Women with blood levels of the vitamin lower than 15.3 nanograms per milliliter were more likely to die from causes such as heart disease and cancer than women with higher levels (above 27 ng/ml), according to findings published in Nutrition Research.

"The present findings from this population-based cohort of aging are consistent with the association between low serum 25(OH)D and mortality that has been described in […] the general population," wrote the researchers, led by Richard Semba from Johns Hopkins University.

"In addition, a recent meta-analysis suggested that vitamin D supplementation was associated with decreased mortality," they added.

The researchers noted that several biological mechanisms could explain a causal relationship between vitamin D deficiency and mortality, with the vitamin’s active form (1,25-dihydroxyvitamin D) linked to a range of effects including control of inflammatory compounds, regulating immune health and blood pressure, or reducing arterial hardening.

"The role that vitamin D plays in different tissues may account for the associations between vitamin D deficiency and cardiovascular disease, cancer and mortality," they said.

The general population study used data from 13,331 men and women participating in the Third National Health and Nutritional Examination Survey (NHANES III).

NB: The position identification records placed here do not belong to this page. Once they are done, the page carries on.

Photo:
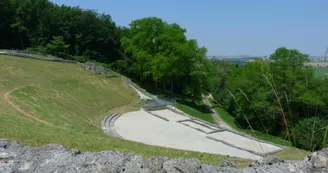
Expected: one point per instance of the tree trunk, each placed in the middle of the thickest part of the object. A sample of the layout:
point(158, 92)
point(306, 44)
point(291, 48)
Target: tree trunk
point(171, 84)
point(22, 42)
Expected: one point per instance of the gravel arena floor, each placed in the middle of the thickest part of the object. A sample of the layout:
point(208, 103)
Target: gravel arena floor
point(144, 127)
point(180, 132)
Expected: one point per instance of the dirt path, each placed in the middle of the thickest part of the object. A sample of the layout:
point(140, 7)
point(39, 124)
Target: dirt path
point(7, 99)
point(215, 115)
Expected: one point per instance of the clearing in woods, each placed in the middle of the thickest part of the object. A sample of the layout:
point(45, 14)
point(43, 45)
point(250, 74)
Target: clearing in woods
point(46, 102)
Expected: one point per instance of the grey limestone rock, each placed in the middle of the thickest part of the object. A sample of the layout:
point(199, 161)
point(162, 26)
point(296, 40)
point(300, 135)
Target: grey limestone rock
point(15, 157)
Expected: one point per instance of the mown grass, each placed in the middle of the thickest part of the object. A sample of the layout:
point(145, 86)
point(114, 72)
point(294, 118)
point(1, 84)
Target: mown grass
point(74, 101)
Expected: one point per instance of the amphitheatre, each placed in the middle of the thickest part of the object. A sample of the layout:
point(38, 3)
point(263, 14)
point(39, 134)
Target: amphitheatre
point(164, 125)
point(136, 121)
point(161, 124)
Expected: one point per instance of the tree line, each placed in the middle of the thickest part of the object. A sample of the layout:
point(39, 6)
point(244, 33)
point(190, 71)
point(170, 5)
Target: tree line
point(279, 96)
point(69, 32)
point(150, 50)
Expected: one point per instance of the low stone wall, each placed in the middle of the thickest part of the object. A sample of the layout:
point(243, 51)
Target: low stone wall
point(42, 59)
point(107, 125)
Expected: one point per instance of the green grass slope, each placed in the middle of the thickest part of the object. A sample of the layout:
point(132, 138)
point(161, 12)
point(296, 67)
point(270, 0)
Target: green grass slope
point(46, 102)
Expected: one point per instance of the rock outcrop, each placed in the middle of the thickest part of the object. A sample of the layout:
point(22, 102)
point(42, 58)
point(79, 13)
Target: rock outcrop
point(15, 157)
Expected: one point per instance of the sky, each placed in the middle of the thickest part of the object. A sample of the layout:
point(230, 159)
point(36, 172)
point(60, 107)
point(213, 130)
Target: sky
point(231, 27)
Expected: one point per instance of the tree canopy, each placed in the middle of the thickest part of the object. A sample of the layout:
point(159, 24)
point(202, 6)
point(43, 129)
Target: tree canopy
point(34, 23)
point(273, 95)
point(160, 54)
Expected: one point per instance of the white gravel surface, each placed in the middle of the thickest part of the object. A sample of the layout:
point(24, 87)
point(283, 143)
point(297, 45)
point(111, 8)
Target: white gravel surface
point(143, 127)
point(244, 142)
point(141, 95)
point(172, 116)
point(195, 125)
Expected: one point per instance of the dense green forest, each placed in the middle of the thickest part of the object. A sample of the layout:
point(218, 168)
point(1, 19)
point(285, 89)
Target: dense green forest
point(278, 96)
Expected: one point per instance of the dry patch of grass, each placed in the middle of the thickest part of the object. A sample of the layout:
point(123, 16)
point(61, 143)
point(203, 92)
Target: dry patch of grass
point(74, 101)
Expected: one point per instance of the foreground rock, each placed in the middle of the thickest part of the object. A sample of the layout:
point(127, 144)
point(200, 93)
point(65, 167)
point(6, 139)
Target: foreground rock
point(15, 157)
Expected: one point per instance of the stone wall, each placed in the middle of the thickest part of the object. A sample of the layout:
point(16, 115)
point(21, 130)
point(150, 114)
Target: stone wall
point(15, 157)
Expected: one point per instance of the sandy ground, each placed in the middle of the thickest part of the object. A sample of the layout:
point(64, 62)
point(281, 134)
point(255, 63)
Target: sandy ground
point(172, 116)
point(195, 125)
point(244, 142)
point(141, 95)
point(143, 127)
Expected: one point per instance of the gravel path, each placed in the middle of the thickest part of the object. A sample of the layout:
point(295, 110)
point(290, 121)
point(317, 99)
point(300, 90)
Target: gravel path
point(168, 128)
point(216, 116)
point(143, 127)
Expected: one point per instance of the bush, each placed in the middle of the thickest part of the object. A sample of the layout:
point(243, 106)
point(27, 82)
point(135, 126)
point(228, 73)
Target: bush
point(309, 134)
point(81, 59)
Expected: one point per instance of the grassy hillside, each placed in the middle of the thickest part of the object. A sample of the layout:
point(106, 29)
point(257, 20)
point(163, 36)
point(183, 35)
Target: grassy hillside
point(46, 102)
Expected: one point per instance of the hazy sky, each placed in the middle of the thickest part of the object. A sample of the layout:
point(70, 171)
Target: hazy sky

The results of the study grabbed headlines around the world when published last year in the Archives of Internal Medicine.

The new study looked at vitamin D levels in the form of 25-hydroxyvitamin D (25(OH)D)—the non-active "storage" form—in 714 community-dwelling women, aged between 70 and 79 years, participating in the Women’s Health and Aging Studies I and II.

During six years of follow-up, 100 of the 714 women died with data showing that the main causes of death included cardiovascular disease (36%), respiratory disease (18%), cancer (15%), and other causes (27%), state the researchers.

When the researchers divided the women into four groups (quartiles) according to their 25(OH)D levels, the proportion of women who died during those six years in each quartile was 19, 13, 15 and 8.1%, said the researchers.

Increasing blood levels of vitamin D were linked to increasing survival rates, with women with the lowest average 25(OH)D levels having "significantly worse survival" than women with the highest average levels of 25(OH)D.